El dirigente socialista pertenece a la primera generación ejecutiva de la España moderna; la que vino inmediatamente detrás de los padres fundadores del Estado que nos dimos tras la muerte de Franco: Adolfo Suárez, Carrillo González, Arzallus y, sí, Jordi Pujol, por citar sólo a unos pocos.

Rubalcaba ha sido un protagonista central de los últimos 35 años.

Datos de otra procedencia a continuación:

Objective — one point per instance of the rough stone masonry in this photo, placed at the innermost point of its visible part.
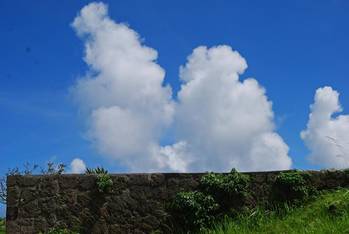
(136, 204)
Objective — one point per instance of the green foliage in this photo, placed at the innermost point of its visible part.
(292, 187)
(229, 190)
(339, 207)
(313, 217)
(97, 170)
(194, 210)
(2, 226)
(60, 231)
(104, 182)
(218, 194)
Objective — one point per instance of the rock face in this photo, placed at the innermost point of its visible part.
(136, 204)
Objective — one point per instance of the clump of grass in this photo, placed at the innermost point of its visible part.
(104, 181)
(2, 226)
(328, 213)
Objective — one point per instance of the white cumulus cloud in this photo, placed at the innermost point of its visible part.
(327, 136)
(226, 122)
(77, 166)
(123, 93)
(219, 121)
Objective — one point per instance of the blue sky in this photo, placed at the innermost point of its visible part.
(292, 48)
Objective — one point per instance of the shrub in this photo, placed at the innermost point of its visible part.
(194, 210)
(59, 231)
(292, 187)
(104, 181)
(229, 190)
(97, 170)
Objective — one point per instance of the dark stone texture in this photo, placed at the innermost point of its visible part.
(135, 204)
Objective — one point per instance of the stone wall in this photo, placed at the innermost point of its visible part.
(137, 203)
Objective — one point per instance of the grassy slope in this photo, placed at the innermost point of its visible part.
(316, 217)
(2, 226)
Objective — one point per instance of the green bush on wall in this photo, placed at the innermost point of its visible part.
(194, 210)
(292, 187)
(219, 194)
(104, 181)
(229, 190)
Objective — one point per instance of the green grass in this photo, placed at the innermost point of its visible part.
(2, 226)
(328, 213)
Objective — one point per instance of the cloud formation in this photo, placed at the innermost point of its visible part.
(123, 93)
(226, 122)
(327, 136)
(77, 166)
(219, 121)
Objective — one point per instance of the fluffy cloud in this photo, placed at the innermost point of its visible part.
(327, 136)
(226, 122)
(220, 122)
(123, 93)
(77, 166)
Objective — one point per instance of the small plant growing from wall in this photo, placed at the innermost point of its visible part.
(104, 181)
(59, 231)
(229, 190)
(292, 187)
(219, 195)
(195, 209)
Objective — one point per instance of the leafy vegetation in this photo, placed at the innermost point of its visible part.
(328, 213)
(195, 209)
(292, 187)
(104, 181)
(97, 170)
(2, 226)
(60, 231)
(28, 169)
(219, 194)
(229, 190)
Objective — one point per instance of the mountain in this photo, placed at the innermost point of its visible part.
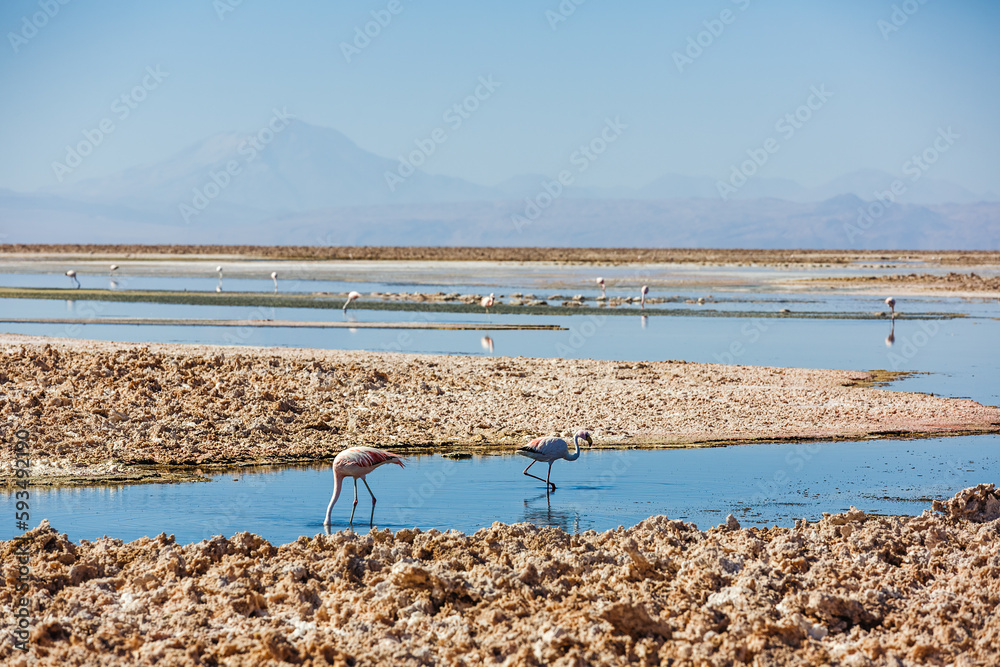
(313, 185)
(303, 167)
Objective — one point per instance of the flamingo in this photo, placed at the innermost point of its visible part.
(487, 303)
(548, 450)
(351, 297)
(358, 462)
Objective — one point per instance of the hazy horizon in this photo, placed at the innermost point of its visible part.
(813, 92)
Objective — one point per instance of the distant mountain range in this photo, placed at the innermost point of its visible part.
(312, 185)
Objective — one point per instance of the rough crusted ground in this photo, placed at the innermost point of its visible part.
(848, 590)
(95, 408)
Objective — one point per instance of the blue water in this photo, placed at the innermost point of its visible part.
(761, 485)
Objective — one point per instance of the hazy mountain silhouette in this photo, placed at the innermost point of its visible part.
(314, 185)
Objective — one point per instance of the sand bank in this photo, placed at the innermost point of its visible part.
(848, 590)
(716, 256)
(99, 411)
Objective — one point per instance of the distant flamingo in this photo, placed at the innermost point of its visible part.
(487, 303)
(353, 296)
(548, 450)
(358, 462)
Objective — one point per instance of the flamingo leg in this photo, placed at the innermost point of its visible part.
(371, 521)
(536, 476)
(355, 505)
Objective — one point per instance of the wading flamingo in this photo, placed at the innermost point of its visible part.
(487, 303)
(351, 297)
(358, 462)
(548, 450)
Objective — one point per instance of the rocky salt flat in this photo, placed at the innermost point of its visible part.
(850, 589)
(105, 411)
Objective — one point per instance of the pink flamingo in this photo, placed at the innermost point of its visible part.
(353, 296)
(487, 303)
(548, 450)
(358, 462)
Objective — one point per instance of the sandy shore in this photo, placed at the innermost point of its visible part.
(848, 590)
(103, 411)
(759, 257)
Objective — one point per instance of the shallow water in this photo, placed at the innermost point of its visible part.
(961, 353)
(761, 485)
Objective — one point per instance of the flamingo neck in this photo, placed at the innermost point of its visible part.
(338, 481)
(575, 455)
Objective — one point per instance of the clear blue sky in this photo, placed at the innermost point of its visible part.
(557, 86)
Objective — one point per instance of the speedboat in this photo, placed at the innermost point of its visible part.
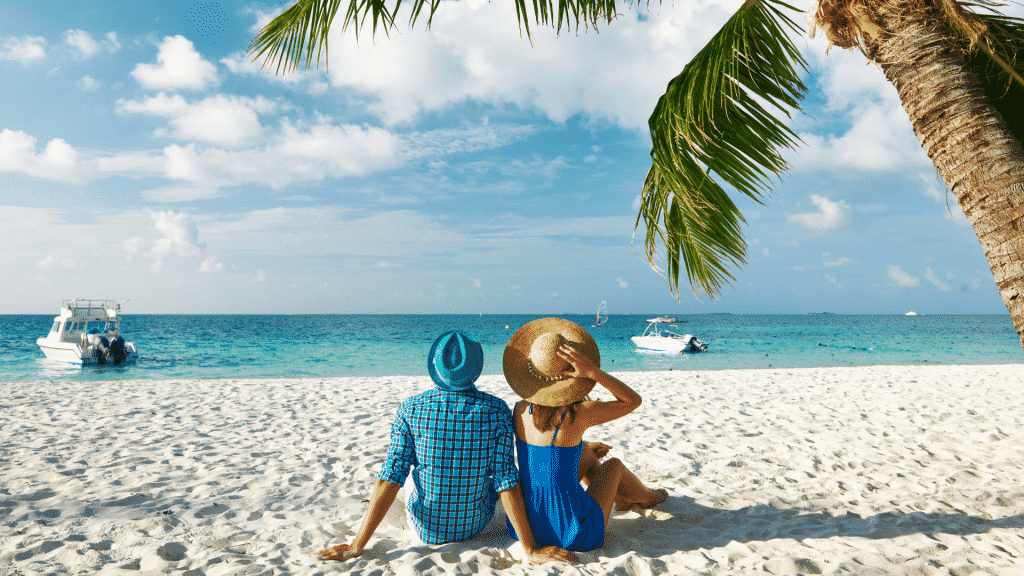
(660, 336)
(88, 332)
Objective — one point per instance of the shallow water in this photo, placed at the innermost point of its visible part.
(323, 345)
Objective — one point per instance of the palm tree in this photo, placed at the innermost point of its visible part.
(952, 63)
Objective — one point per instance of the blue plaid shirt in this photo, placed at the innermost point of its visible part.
(459, 446)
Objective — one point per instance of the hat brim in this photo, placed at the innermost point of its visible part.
(532, 388)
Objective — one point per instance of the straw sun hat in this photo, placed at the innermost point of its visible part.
(535, 371)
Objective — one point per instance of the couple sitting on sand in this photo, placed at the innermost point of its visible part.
(458, 442)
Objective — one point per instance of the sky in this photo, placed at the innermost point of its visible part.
(461, 169)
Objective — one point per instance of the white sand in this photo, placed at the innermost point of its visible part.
(862, 470)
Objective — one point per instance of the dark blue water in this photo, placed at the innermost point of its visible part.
(284, 346)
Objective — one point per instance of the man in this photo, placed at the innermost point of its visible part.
(458, 443)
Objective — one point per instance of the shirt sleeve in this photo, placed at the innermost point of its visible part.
(400, 453)
(506, 476)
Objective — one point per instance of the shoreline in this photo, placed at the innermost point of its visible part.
(869, 468)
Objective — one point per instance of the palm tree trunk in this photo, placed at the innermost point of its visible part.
(978, 157)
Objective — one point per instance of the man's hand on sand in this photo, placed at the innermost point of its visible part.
(551, 553)
(340, 552)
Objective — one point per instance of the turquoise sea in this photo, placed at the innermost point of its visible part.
(323, 345)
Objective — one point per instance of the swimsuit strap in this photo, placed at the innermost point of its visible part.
(558, 426)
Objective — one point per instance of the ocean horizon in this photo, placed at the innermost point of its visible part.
(233, 345)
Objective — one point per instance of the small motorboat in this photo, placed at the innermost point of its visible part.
(88, 332)
(660, 336)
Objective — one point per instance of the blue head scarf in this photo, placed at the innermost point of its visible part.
(455, 361)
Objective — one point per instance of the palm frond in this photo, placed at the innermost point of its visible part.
(711, 120)
(301, 31)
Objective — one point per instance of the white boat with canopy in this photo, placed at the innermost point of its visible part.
(602, 315)
(88, 332)
(660, 335)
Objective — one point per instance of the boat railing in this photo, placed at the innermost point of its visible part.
(99, 310)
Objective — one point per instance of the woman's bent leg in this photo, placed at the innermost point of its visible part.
(633, 492)
(604, 487)
(630, 490)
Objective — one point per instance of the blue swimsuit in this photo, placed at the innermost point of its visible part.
(560, 511)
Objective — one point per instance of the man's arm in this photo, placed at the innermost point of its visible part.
(516, 510)
(382, 499)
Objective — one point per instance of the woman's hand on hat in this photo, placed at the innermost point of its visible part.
(583, 367)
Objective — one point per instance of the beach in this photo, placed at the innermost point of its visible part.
(879, 469)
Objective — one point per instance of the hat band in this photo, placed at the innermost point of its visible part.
(529, 367)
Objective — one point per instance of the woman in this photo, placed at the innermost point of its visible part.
(553, 364)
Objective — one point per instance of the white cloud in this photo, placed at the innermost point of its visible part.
(880, 139)
(474, 51)
(220, 119)
(180, 66)
(26, 49)
(829, 215)
(58, 161)
(89, 83)
(902, 279)
(313, 80)
(211, 264)
(881, 136)
(86, 46)
(934, 279)
(841, 261)
(178, 236)
(81, 41)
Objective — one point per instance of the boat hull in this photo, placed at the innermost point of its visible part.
(69, 352)
(659, 343)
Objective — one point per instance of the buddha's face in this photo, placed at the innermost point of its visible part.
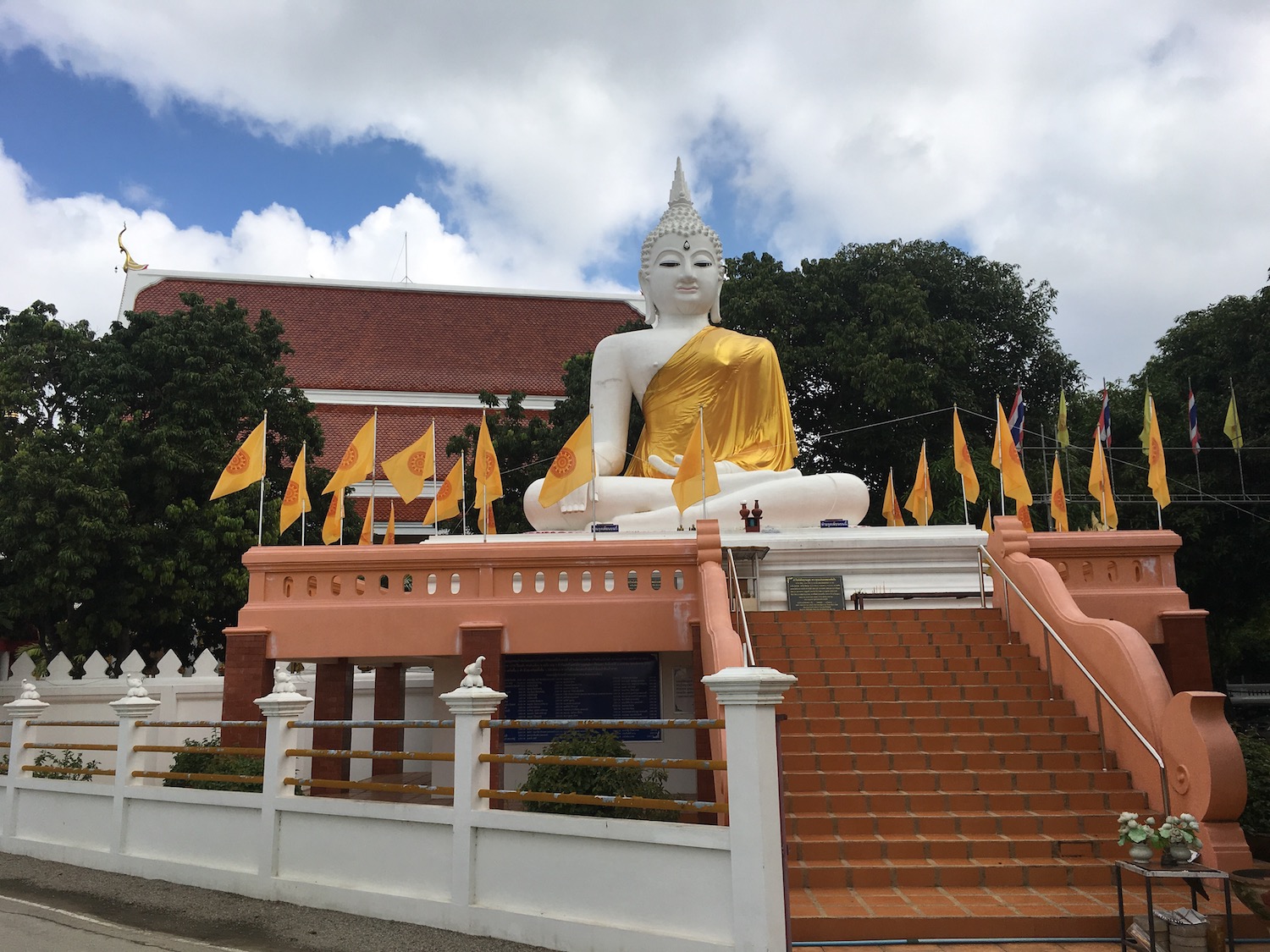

Desde el anunció de su muerte el viernes, presentida al conocerse la severidad del ictus que había sufrido dos días antes, todas las familias políticas han evocado (como mínimo con respeto pero, mayoritariamente, con admiración) su talla y sus logros.

¿Príncipe de las tinieblas?

En el pasado, no todos dedicaron tantas alabanzas y tanto reconocimiento al que ahora llaman familiarmente “Alfredo”.

Para la derecha, y para muchos nacionalistas vascos y catalanes, el varias veces ministro, vicepresidente y secretario general del Partido Socialista era un personaje perverso; un inveterado jacobino; un príncipe de las tinieblas que controlaba a su antojo las cloacas del Estado. Rubalcaba, simplemente.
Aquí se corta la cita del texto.